Berbicara dunia pemikiran islam tentu telah sejak dahulu para mutakallimin telah banyak membahas dan memperbincangkan setiap masalah yang timbul di dalam setiap pemikiran manusia. Oleh karena itu, akan lebih sempurna jika kita mengetahui bagaimana suasana pemikiran yang ada setelah pemikir-pemikir terdahulu dan tentunya pemikir yang sekarang atau setelah pendahulu akan memeberikan koreksi dan penyempurnaan terhadap setiap pemikiran yang telah diberikan oleh para mutakallimin terdahulu dan kita harapkan dari situ akan mendapat titik tengah dari setiap permasalahan yang diajukan.
Dalam pembahasan kali ini, penulis membahas pemikiran kalam Syeikh Abdurrahman Shiddiq yang tentunya akan berkaitan dengan pemikir kalam ulung yaitu Jabariah dan Qadariah. Disinilah Syeikh Abdurrahman Shiddiq memberikan komentar dan solusi dari pemikiran beliau terhadap mutakallimin seperti aliran Jabariah dan Qadariah yang beliau muat didalam karangan beliau tentunya.
B. Pokok Permasalahan
            1. bagaimana pemikiran kalam Syeikh Abdurrahman Shiddiq..?
2. apakah Syeik Abdurrahman Shiddiq mengikuti pemikiran Jabariah atau Qadariah..?



 B.PEMBAHASAN
PEMIKIRAN KALAM
(ABDURRAHMAN SHIDDIQ Al-BANJARI)

A.    Riwayat Hidup

a. Kelahiran
Syekh Abdurrahman Siddiq al-Banjari (selanjutnya disebut Abdurrahman Siddiq) dilahirkan di Kampung Dalam Pagar Martapura Kalimantan Selatan pada tahun 1857 M pada masa pemerintahan Sultan Adam al-Watsiq Billah bin Sultan Sulaiman al-Mu’tamidillah (1825-1857 M),[6] dengan nama Abdurrahman. Kemudian saat menuntut ilmu di Mekkah, oleh salah seorang gurunya memberi tambahan “Siddiq” pada namanya, sehingga menjadi Abdurrahman Siddiq.[1]

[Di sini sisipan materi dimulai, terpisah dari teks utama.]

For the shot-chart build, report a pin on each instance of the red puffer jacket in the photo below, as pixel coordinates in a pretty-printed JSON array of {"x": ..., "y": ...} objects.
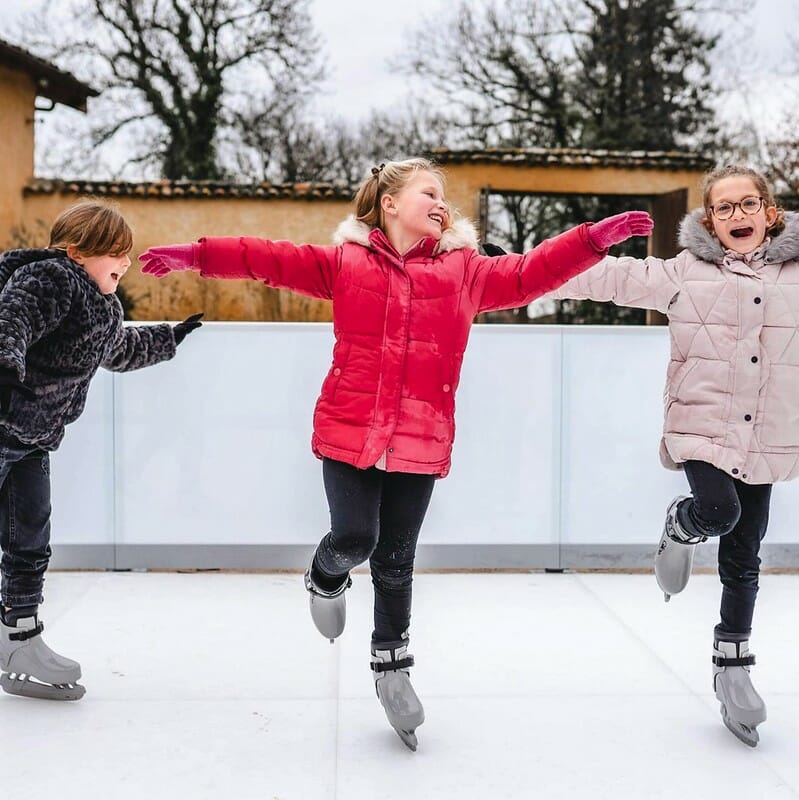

Nama ayahnya adalah H. Muhammad Afif bin Mahmud bin H. Jamaluddin, sedangkan nama ibunya adalah Shafura binti H. Muhammad Arsyad (Pagatan). Silsilah dari pihak ayahnya, bertemu pada Syeikh Muhammad Arsyad al-Banjari dari istrinya yang bernama Gowat (Go Hwat Nio) seorang keturunan Cina. Dari istrinya ini Syekh Muhammad Arsyad memiliki enam orang anak, di antaranya adalah Khalifah Haji Zainuddin. Haji Zainuddin kawin dengan Ambas melahirkan tujuh orang anak, satu di antaranya bernama Sari. Sari bersuamikan Mahmud dan melahirkan tujuh orang anak, satu di antaranya adalah Haji Muhammad Afif, orangtua dari Abdurrahman Siddiq.[2]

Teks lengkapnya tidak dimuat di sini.